The pricing for purchases under the PMCCF was based on market conditions and intended to reflect fair value while avoiding favorable treatment. The program was designed not to replace private lending but to provide a backstop when market conditions deteriorated.
Operational Timeline and Usage
Though the PMCCF was officially launched in June 2020, it had limited direct usage. The facility was primarily intended as a safeguard to reassure markets that the Fed would act to support credit conditions. In practice, the announcement and implementation of the PMCCF helped restore confidence, significantly narrowing corporate bond spreads and improving issuance conditions.
Due to the rapid normalization of corporate bond markets, few companies ended up utilizing the facility. This limited participation was seen as a success, as it indicated that the facility’s presence had stabilized markets without requiring substantial intervention.
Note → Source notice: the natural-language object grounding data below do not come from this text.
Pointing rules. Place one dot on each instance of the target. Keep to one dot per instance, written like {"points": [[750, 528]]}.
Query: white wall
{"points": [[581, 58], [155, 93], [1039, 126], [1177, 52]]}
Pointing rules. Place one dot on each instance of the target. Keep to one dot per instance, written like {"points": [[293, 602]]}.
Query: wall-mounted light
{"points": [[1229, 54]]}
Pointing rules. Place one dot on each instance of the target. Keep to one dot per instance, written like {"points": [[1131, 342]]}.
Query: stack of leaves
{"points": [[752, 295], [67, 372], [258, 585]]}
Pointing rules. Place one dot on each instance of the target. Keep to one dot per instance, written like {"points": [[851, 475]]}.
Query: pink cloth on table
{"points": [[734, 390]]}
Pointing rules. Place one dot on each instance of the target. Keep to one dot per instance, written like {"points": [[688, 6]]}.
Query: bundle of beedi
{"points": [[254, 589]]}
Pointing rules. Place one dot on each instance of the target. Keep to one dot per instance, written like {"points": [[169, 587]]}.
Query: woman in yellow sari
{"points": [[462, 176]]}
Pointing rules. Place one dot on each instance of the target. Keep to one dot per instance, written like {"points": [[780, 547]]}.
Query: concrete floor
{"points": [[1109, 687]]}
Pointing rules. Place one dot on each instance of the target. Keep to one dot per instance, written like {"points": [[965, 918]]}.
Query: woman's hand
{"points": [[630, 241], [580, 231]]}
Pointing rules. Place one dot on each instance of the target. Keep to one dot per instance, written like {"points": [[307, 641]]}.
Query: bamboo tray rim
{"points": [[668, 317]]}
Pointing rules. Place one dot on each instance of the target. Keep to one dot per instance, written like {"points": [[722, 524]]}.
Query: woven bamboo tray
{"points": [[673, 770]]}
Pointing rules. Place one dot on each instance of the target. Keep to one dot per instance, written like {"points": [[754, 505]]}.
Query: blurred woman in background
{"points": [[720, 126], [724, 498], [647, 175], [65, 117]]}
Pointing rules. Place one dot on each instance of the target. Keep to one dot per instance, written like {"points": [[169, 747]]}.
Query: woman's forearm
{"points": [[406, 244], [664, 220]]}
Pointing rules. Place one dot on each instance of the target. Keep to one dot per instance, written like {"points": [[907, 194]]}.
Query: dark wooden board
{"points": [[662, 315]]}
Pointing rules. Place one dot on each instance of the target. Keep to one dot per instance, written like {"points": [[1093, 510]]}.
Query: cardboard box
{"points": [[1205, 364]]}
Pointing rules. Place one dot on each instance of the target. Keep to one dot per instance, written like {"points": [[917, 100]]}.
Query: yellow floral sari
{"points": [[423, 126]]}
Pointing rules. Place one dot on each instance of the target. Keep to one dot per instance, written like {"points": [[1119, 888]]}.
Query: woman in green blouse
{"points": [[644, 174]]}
The PMCCF ceased purchasing activity on December 31, 2020, in line with the expiration of certain emergency lending powers authorized under the CARES Act. However, the facility continued to operate in a wind-down mode into 2021 as the Federal Reserve managed the maturity and repayment of its holdings.
Significance and Legacy
While the PMCCF played a relatively minor role in terms of direct purchases, its broader impact on financial markets was significant. The announcement of the facility helped reverse a sharp deterioration in market liquidity and investor sentiment. Corporate bond issuance rebounded strongly in the months following its introduction, with many firms able to raise capital at favorable terms.
The program demonstrated the Federal Reserve’s ability to act decisively and creatively in times of crisis. It also reflected a notable expansion of the central bank’s role in credit markets, drawing some debate over the appropriate boundaries of monetary policy.
Although the PMCCF was framed as a temporary and emergency response, it set a precedent for future interventions in corporate credit markets. It also contributed to a broader discussion about the coordination between fiscal and monetary policy during systemic disruptions.
The Bottom Line
The Primary Market Corporate Credit Facility was a key part of the Federal Reserve’s pandemic-era toolkit, aimed at ensuring large companies retained access to financing during a severe economic shock. Although its actual use was limited, its mere existence played a critical role in calming markets and restoring confidence in corporate lending channels. As a result, the PMCCF is viewed as a powerful example of how policy tools can be used not only for direct intervention but also as a signal to stabilize broader financial systems.